20090109

飛騨牛・元祖のクローン牛誕生 死後13年の冷凍細胞で


2009年01月09日3時1分

「安福」の冷凍細胞から生まれたクローン牛の「望安福」1号(左)と4号=岐阜県高山市の県畜産研究所、中沢写す

「安福」の冷凍細胞から生まれたクローン牛の「望安福」1号(左)と4号=岐阜県高山市の県畜産研究所、中沢写す

岐阜県産の飛騨牛ブランドの元祖の種雄牛(しゅゆうぎゅう)「安福(やすふく)」号の冷凍細胞から、安福と同じ遺伝子を持つクローン牛を誕生させることに成功したと、近畿大と岐阜県畜産研究所が8日、共同発表した。安福は93年9月に老衰で死んだが、精巣だけ冷凍保存されていた。長期保存の体細胞を使ったクローン牛の誕生は世界初とされる。 肉は食用に利用する計画はない。だが、近畿大によると、安福の生存当時は不可能だったおいしさを生む遺伝子情報の解明や、マンモスなど絶滅動物の遺伝資源の再生に期待が持てるという。研究成果は同日付の米オンライン科学誌に載った。

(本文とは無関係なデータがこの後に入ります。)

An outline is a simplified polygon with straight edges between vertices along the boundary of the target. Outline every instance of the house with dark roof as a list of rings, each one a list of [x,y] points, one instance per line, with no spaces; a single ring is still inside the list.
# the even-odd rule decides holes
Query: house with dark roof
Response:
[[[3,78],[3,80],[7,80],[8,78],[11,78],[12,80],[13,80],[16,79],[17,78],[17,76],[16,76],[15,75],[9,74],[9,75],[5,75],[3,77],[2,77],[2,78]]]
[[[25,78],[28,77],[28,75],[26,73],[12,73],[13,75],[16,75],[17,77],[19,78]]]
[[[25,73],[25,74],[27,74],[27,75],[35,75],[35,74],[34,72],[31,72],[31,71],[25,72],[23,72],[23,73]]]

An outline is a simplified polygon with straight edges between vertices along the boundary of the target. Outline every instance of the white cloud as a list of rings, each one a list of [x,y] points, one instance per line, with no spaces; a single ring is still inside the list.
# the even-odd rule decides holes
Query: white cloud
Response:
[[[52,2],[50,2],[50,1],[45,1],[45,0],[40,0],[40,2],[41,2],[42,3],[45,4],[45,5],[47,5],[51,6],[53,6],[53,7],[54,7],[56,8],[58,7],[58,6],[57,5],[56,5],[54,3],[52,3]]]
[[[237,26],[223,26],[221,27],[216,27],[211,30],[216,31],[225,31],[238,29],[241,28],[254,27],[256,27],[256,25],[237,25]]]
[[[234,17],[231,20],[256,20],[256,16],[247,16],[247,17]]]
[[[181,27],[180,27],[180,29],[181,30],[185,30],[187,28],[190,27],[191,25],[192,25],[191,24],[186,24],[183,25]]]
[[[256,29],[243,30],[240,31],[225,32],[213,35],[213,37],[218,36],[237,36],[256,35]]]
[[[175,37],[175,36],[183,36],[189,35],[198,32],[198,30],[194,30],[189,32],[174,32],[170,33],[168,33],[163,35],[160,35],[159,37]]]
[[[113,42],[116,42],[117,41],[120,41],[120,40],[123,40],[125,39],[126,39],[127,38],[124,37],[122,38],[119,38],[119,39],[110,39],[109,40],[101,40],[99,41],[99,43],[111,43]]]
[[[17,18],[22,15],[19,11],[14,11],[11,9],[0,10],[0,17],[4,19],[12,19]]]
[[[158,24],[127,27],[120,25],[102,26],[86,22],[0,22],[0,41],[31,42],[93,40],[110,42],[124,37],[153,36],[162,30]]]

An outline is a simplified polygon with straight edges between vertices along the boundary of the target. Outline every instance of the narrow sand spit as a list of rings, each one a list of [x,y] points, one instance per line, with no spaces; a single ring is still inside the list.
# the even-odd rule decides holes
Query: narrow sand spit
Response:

会見によると、最初のクローン子牛は07年11月30日に誕生。「望安福(のぞみやすふく)」と名付けられた。昨年7月までに4頭が生まれたが、2頭が死んだ。死因は一般的な感染症とみられるという。

農林水産省によると、受精卵ではなく体細胞を使ったクローン牛は国内で557頭生まれたが、いずれも生きている牛の体細胞が使われた。

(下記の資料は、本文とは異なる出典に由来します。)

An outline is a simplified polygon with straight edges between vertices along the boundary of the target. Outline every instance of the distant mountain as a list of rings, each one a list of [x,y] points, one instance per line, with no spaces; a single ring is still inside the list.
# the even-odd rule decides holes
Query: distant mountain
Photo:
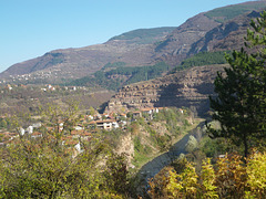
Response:
[[[62,83],[90,76],[106,64],[147,66],[164,62],[178,65],[198,52],[237,49],[252,18],[266,1],[250,1],[200,13],[178,28],[140,29],[108,42],[78,49],[55,50],[10,66],[0,74],[24,83]]]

これに対し、今回は死後13年の安福の冷凍保存細胞が使われた点で画期的という。同大生物理工学部の佐伯和弘教授によると、安福の埋葬前に精巣を取り出し、零下80度の冷凍庫で保存した。世界初の体細胞クローン羊「ドリー」誕生が公表された97年より4年も前で、細胞保存のための凍結保護剤も一切使われていなかった。

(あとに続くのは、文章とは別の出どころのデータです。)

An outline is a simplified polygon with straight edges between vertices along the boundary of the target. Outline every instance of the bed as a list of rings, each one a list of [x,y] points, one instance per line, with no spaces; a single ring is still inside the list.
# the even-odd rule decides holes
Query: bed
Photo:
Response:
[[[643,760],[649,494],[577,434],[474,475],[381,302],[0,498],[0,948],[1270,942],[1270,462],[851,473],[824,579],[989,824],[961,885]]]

近畿大と畜産研は04年から共同研究を本格化。精巣の一部を切り刻んで特殊な培養液で培養したところ、染色体に異常のない生きた細胞を取り出すことができた。それらの細胞から核を取り出し、16個の胚(はい)をつくり、メス牛に移植。5頭が受胎して、4頭から子牛が生まれたという。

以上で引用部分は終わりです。